Anyways, I know why you're here.  You've been salivating at the mouth waiting for it.  You want pictures, not this archaic text nonsense.  So without further ado, (but plenty of future ado after this post, cos who knows when I'll post again), here's my April:

First off, if you haven't figured it out, or just forgot, I'm in DC for 3 months.  Possibly 4.  Here's proof.  The photo you're about to see is not an illusion.  I just take crooked pictures.

Also, as if the Washington Monument wasn't phallic enough on it's own, I got a shot if after it went through puberty.

Then, on a day where some of you were celebrating marijuana's nonsensical holiday, I celebrated the holy day of Easter, aka Zombie Jesus.

The ritual begins with mixing of the unholy colors

The ritual ends with the praises to god that this is finally over

My contribution.  Satanic Judaism egg and possibly Alien egg.
After Easter was over, and I went back to Denver for a weekend, I did a great many things.  Most important of these things, was running in that 5K that I've been bitching and moaning about for months now.  I will say that I did not perform up to my own expectations for how much I'd run, but I had fun, completed the race, and got more purple powder farther into my ear canal than I can ever hope to recover.
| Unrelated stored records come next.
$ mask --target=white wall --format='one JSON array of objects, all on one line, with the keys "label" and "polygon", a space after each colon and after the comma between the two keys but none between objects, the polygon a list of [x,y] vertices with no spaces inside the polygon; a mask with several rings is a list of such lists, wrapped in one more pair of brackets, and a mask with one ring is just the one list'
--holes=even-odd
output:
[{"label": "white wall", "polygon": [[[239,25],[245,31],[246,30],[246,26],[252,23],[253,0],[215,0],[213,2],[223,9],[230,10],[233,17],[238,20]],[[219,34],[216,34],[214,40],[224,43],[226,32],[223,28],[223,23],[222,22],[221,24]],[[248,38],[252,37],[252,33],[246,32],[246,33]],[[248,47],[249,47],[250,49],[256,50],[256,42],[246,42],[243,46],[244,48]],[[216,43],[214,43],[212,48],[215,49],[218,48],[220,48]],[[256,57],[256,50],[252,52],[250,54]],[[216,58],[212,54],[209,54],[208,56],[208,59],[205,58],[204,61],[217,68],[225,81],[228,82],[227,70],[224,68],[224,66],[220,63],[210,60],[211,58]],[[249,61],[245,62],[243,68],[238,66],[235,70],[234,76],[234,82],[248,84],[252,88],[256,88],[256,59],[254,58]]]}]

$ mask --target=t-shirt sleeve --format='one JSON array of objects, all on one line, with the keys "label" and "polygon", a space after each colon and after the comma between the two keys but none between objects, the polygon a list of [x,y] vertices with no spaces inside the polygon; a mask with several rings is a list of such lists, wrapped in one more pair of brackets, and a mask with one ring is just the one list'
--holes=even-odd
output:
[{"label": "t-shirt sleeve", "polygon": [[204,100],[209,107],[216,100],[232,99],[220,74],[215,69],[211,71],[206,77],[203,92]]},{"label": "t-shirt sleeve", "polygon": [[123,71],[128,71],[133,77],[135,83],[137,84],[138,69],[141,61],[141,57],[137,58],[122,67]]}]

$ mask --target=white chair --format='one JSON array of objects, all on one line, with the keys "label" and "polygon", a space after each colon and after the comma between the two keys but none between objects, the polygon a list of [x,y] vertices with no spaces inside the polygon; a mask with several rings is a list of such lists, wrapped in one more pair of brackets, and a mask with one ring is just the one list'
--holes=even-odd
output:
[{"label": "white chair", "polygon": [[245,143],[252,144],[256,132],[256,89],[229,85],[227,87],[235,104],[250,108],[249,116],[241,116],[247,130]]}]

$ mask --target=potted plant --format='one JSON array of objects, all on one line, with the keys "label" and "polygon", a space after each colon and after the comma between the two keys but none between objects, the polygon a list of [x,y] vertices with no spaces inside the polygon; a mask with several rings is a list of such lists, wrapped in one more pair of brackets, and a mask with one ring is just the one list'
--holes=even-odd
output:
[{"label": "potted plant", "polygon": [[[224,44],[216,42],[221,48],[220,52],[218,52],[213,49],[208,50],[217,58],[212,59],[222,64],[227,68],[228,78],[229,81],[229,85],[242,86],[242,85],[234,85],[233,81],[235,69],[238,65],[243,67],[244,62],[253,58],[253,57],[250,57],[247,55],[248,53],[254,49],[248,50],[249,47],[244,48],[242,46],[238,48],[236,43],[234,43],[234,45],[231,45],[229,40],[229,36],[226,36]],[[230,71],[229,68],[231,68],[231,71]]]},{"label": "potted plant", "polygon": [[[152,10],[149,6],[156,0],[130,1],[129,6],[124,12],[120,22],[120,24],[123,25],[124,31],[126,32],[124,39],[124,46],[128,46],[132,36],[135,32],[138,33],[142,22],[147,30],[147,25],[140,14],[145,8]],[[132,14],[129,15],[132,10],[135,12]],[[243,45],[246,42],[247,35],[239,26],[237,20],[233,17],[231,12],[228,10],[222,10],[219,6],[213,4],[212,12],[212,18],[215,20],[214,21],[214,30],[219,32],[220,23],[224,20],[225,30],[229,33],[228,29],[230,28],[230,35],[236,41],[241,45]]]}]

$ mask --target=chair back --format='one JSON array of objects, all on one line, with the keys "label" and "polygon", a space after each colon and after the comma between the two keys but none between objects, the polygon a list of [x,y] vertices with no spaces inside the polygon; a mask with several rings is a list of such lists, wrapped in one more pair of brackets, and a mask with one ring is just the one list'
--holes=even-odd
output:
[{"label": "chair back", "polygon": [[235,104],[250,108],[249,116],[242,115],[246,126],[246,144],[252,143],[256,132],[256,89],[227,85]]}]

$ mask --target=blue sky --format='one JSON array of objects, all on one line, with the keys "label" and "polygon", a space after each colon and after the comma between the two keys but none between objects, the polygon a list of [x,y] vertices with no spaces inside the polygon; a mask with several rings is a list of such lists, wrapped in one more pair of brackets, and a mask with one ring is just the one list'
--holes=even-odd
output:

What else?  I went on a little nature hike in Denver recently too.  I guess you might like some pictures of that as well?


Yucca! (I mean Fire!)

Heart! (I mean irate prairie dog wondering how this tree got planted on his house.)
Now, I know that, typical of this blog, you were expecting possibly an over-analyzed complaint of my day.  And believe me when I say I'd like nothing more than to give you that.  I could tell you about this bat shit crazy people I work with up here...the stories I've heard.  I could regale you with tales of my nightly adventures with wine.  I could dissect the very nature of my every movie I've seen on plane rides in the last 4 weeks (and it's a lot!)  But I am not going to do those things.  Is it because I've reached a point in my life where I'm just happy and don't have the anger in me to do it?  Maybe.  But most likely, it's because I lack any kind of focus or attention span due to my daily over indulgence in these little guys:

Whether you're 3 or 33, this is the best shot ever.
 So that's it for now!  Hopefully I can have one boring bad day that will fuel a whole post of the crazies out here.  I have SO much to tell about them all!